RENZI: «STESSA POSIZIONE DI MERKEL». Il premier Matteo Renzi, al termine del Cdm rispondendo a una domanda sulla Libia, ha dichiarato di averne «discusso anche oggi, con la cancelliera Merkel abbiamo la stessa posizione e spero che continueremo ad averla».
IL MINISTRO EGIZIANO: «L'ITALIA DEVE INTERVENIRE». Ma il ministro della Cooperazione internazionale egiziano, Naglaa Al Ahwany, si è detto convinto che «per il suo bene l'Italia debba assumere una posizione forte e decisa contro l'Isis». L'Egitto «ha risposto al massacro» in Libia dei 21 lavoratori copti «in modo appropriato e in tempi giusti», ha affermato. «Non potevamo rimanere in silenzio e avevamo il dovere di proteggere i nostri cittadini», ha sottolineato al Ahwany: «Come la Giordania», ha detto all'Ansa, siamo intervenuti subito. Non era possibile aspettare una risposta collettiva».
IL GOVERNO LIBICO BOMBARDA DERNA. L'Isis nel frattempo ha rivendicato le autobombe di Al Qubah che il 20 febbraio hanno provocato almeno 47 morti e 80 feriti: lo riferiscono fonti libiche citando «un comunicato» dello Stato islamico. La rivendicazione viene rilanciata anche dalla tivù al Jazeera in sovrimpressione. Fonti libiche hanno poi riferito che l'aviazione «ha bombardato Derna».
NAVI DA GUERRA SULLE COSTE LIBICHE. Il portavoce delle operazioni dell'esercito libico, Mohamed el Hagazi, ha dichiarato all'Ansa che «navi da guerra della Marina egiziana sono al largo delle coste libiche per impedire qualsiasi tentativo di far arrivare armi ai jihadisti in Libia».

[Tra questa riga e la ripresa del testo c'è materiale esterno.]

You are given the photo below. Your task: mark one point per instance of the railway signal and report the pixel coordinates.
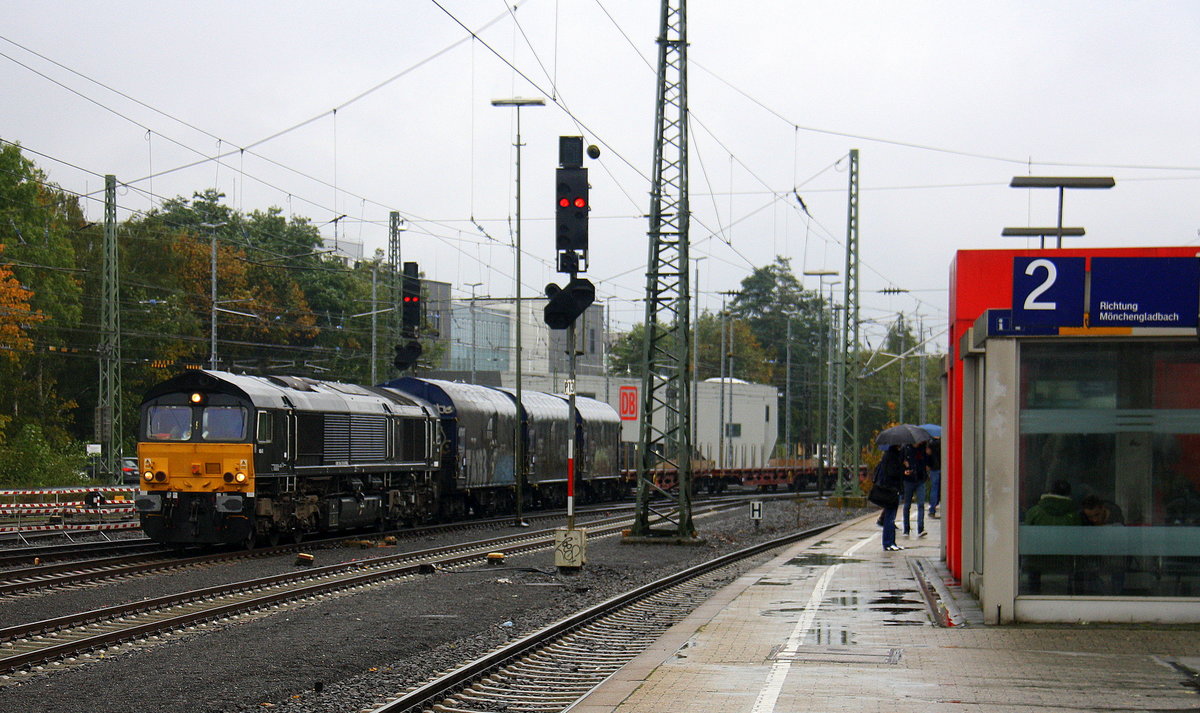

CACCIA LIBICI BOMBARDANO SIRTE. In serata aerei militari libici hanno bombardato Sirte, divenuta negli ultimi giorni la terza roccaforte dei jihadisti in Libia. Lo riferisce al Arabiya senza precisare a quale fazione libica appartengano i velivoli. L'Isis, dal canto suo citato dal Site, conferma il raid e afferma che il bombardamento 'non ha provocato danni ne' vittime'.